E2E Test Runner

Run browser E2E tests defined in natural language JSON files. Each test case gets its own Claude Code session and browser instance for full isolation. Uses agent-browser for token-efficient interaction with built-in video recording.

Quick Start

# Run tests (dev server already running)
/e2e-test tests/login.test.json

# Auto-start dev server, take screenshots
/e2e-test tests/login.test.json --run "npm run dev" --port 3000 --screenshots

# Visual regression against baseline
/e2e-test tests/login.test.json --baseline ./e2e-results/1234567890

Workflow

Parse $ARGUMENTS to extract the test file path and any flags

Check that the runner dependencies are installed at ${CLAUDE_PLUGIN_DATA}/node_modules. If not, run:

cd "${CLAUDE_PLUGIN_DATA}" && cp "${CLAUDE_PLUGIN_ROOT}/scripts/runner/package.json" . && npm install --production 2>&1

Verify agent-browser is installed:

command -v agent-browser >/dev/null 2>&1 || { echo "agent-browser not found. Install: npm install -g agent-browser && agent-browser install"; exit 1; }

Run the test runner:

"${CLAUDE_PLUGIN_DATA}/node_modules/.bin/tsx" "${CLAUDE_PLUGIN_ROOT}/scripts/runner/src/index.ts" --testsPath <path> --resultsPath ./e2e-results [additional flags from $ARGUMENTS]

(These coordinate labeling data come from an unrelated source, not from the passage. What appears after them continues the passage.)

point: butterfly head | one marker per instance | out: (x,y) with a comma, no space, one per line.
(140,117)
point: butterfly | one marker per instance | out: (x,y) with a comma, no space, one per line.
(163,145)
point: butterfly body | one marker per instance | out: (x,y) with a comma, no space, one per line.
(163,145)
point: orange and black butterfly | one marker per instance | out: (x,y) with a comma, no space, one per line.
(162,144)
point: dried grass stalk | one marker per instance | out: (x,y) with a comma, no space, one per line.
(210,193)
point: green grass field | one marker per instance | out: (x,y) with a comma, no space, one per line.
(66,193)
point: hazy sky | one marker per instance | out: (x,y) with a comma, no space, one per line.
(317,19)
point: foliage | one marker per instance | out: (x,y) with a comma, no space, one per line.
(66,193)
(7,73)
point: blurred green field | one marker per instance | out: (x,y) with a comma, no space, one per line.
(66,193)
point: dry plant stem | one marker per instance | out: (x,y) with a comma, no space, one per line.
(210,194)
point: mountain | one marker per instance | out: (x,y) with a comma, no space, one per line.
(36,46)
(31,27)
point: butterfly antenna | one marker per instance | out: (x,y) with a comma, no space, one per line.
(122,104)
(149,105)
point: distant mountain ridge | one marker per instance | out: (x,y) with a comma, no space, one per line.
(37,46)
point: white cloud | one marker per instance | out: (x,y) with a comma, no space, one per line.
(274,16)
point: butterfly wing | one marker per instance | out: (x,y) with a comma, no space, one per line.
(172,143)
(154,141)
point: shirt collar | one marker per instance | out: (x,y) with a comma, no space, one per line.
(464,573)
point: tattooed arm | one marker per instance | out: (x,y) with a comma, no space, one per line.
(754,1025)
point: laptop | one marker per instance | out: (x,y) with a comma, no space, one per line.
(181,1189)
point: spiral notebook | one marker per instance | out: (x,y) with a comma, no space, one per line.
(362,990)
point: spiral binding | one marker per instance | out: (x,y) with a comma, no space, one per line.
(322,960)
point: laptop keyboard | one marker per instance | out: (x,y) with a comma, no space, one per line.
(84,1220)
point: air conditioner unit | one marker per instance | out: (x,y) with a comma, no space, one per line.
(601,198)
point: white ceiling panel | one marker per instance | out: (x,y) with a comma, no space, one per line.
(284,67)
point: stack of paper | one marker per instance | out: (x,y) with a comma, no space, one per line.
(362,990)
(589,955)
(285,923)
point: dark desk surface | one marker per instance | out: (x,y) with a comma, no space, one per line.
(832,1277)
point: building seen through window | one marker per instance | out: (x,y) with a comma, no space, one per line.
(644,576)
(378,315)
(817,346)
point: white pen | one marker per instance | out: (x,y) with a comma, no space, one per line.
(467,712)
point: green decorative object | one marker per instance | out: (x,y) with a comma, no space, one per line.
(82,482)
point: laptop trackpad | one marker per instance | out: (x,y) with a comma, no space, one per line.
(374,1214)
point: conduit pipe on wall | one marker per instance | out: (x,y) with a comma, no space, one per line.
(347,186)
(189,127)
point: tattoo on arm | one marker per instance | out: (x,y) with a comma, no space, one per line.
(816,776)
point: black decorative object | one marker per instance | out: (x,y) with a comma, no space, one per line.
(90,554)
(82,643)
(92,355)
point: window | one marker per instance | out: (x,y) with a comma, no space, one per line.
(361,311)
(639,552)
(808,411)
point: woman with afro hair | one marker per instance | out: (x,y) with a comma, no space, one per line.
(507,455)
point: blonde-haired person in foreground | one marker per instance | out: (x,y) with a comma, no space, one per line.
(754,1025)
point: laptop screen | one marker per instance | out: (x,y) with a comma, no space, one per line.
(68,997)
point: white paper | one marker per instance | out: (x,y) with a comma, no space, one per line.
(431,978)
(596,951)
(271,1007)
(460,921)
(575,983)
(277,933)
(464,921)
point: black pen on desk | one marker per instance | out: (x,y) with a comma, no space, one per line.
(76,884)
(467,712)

Read ./e2e-results/test-summary.md and present the results to the user
If ./e2e-results/report.html exists, mention it for detailed interactive viewing
If any tests failed, point out screenshot and video locations

Test File Format

For how to write test files, see references/test-schema.md.

CLI Options

Flag	Description
`--testsPath, -t`	Path to the JSON test file (required)
`--resultsPath, -o`	Output directory for results (default: `./e2e-results/<timestamp>`)
`--verbose, -v`	Include all Claude Code messages in output
`--screenshots, -s`	Take screenshots at every step (not just failures)
`--maxTurns`	Max Claude Code interactions per test (default: 30)
`--model, -m`	Override the Claude model
`--run <command>`	Dev server start command (e.g. `npm run dev`)
`--port <port>`	Dev server port (auto-detected from framework, fallback: 3000)
`--url <url>`	Override the URL to open (instead of http://localhost:port)
`--headed`	Show the browser window (default: headless)
`--baseline <path>`	Baseline results directory for visual regression diff

Gotchas

agent-browser required: Install globally: npm install -g agent-browser && agent-browser install. Without it, the runner exits immediately.
First run installs runner dependencies (~30s). Subsequent runs skip this.
Each test case spawns a separate Claude Code session via the SDK, so Claude login is required.
Video recordings are saved as .webm files per test case. They play natively in browsers.
If --run is omitted and --url is not set, the runner auto-detects the framework from package.json and starts the appropriate dev server. Use --run to override.
The dev server is killed when tests complete. If the port is already in use, the existing server is used instead.
Test results are saved to ./e2e-results/ by default. Each run creates a timestamped subdirectory.
The interactive HTML report (report.html) includes embedded video playback and expandable test details.
For visual regression (--baseline), screenshots are compared pixel-by-pixel. Diff images are saved as diff-step-*.png.